La Fontaine draws heavily from anthropological studies of witchcraft, both in Europe and in Africa. She argues that there are significant parallels between the events of the 1980s and witchcraft scares in the 16th and 17th centuries, especially in the way that the emergence of belief was organised and the manner in which it spread via the efforts of key individuals. While this analysis is at least plausible, however, the main strength of the book lies in its detailed investigation of the accounts produced by the children who claimed to have been abused, and the processes underlying the work of social workers and health professionals which resulted in the ardent belief that satanic ritual abuse of thousands of children was happening, despite the absence of any corroborative evidence.

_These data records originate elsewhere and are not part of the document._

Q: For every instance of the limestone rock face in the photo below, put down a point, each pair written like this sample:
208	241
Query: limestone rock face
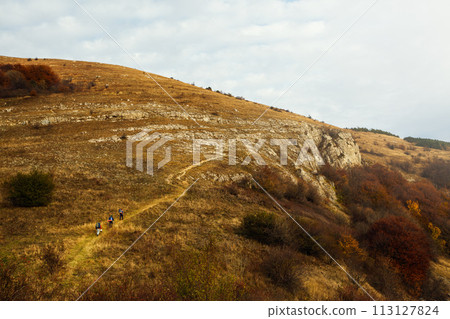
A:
340	150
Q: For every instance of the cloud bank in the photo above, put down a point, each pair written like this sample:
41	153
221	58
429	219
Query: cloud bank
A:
391	70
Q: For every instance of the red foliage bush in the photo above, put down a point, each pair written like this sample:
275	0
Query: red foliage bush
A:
19	80
405	244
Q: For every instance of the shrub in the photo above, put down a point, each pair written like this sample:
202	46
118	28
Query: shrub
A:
430	143
261	227
438	172
294	237
377	131
352	293
52	257
406	245
280	267
198	275
11	279
30	190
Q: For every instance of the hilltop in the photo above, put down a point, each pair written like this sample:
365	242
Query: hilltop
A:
198	249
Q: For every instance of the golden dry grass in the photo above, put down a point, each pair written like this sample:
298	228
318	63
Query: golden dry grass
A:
93	181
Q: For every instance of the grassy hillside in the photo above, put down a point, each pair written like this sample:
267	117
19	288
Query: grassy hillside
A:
199	249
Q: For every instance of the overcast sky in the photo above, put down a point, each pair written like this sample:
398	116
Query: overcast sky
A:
390	71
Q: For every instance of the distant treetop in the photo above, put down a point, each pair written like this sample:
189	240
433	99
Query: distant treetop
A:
426	142
364	129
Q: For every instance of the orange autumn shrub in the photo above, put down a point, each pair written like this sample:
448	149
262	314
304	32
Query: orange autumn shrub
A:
406	245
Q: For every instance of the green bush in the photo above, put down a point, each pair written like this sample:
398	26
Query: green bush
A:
30	190
261	227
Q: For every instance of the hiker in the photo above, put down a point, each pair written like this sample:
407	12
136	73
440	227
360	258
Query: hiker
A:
98	227
110	220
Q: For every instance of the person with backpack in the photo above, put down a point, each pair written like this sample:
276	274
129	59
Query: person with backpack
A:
98	227
110	220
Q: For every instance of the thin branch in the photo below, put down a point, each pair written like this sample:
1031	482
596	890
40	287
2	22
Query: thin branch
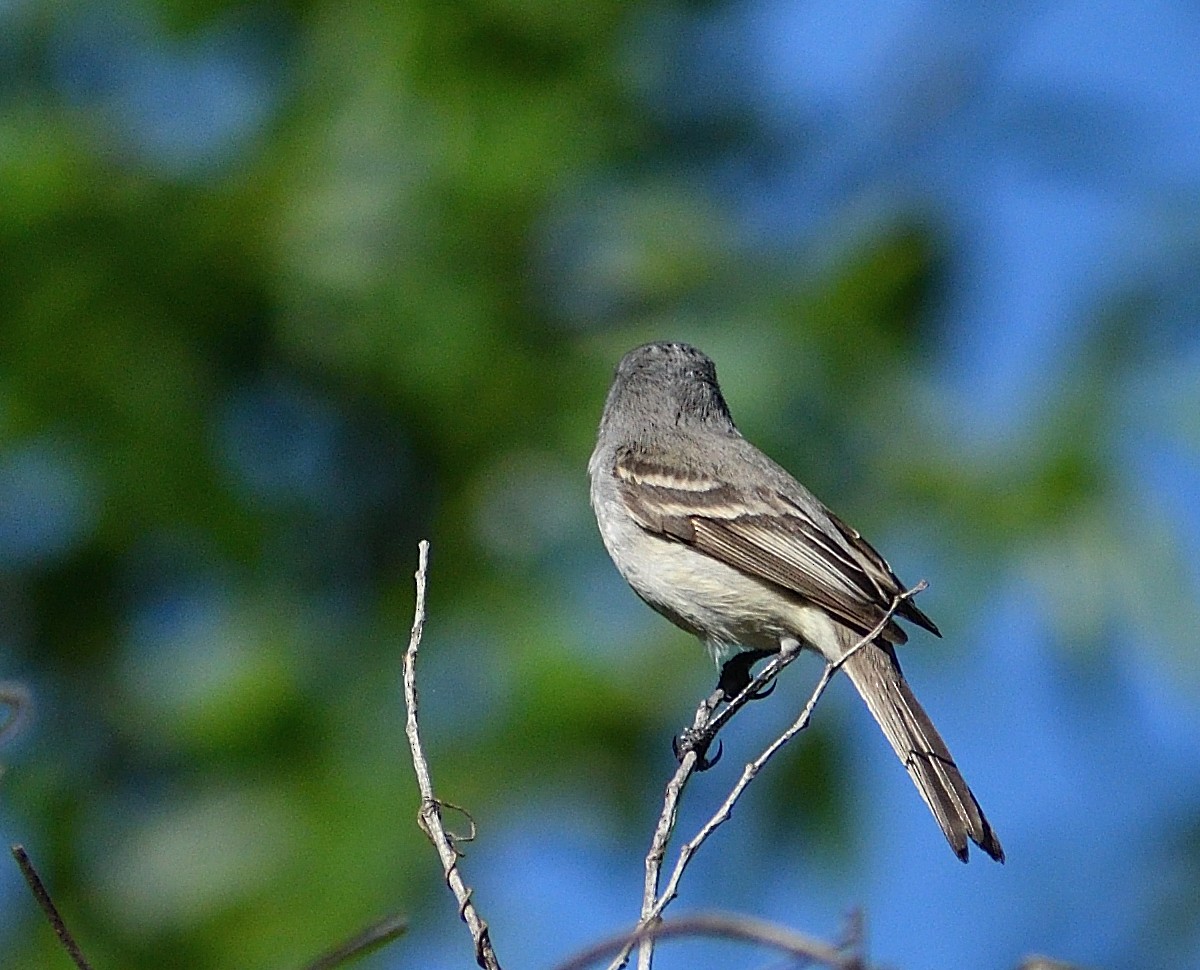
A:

She shows, for example, how strikingly divergent accounts of ostensibly the same ritual were glossed in such a way as to make them seem similar. She shows how a list of behaviours, which were taken to be indicators of ritual abuse, was extended/interpreted in such a way to increase the likelihood that any specific case could be counted as a case of abuse. She shows how the influence of evangelical Christianity left its indelible mark in the ways in which professionals and foster parents pressured young children to claim experience of satanic rituals. She charts the powerful impact of those therapists, united behind the slogan 'we believe the children', who argued that it was damaging to doubt the veracity of the children's and survivors' stories. And she argues forcefully that the appearance of claims about satanic abuse is not evidence of the darkening of the human soul, but a moral panic, borne of very human social and professional conditions.

While child abuse exists, La Fontaine makes a compelling argument that it is not satanic in nature, and certainly not coordinated by a secret organisation of satanists. The delight of this book is that it shows the power of the social sciences to explain why people believed that it was.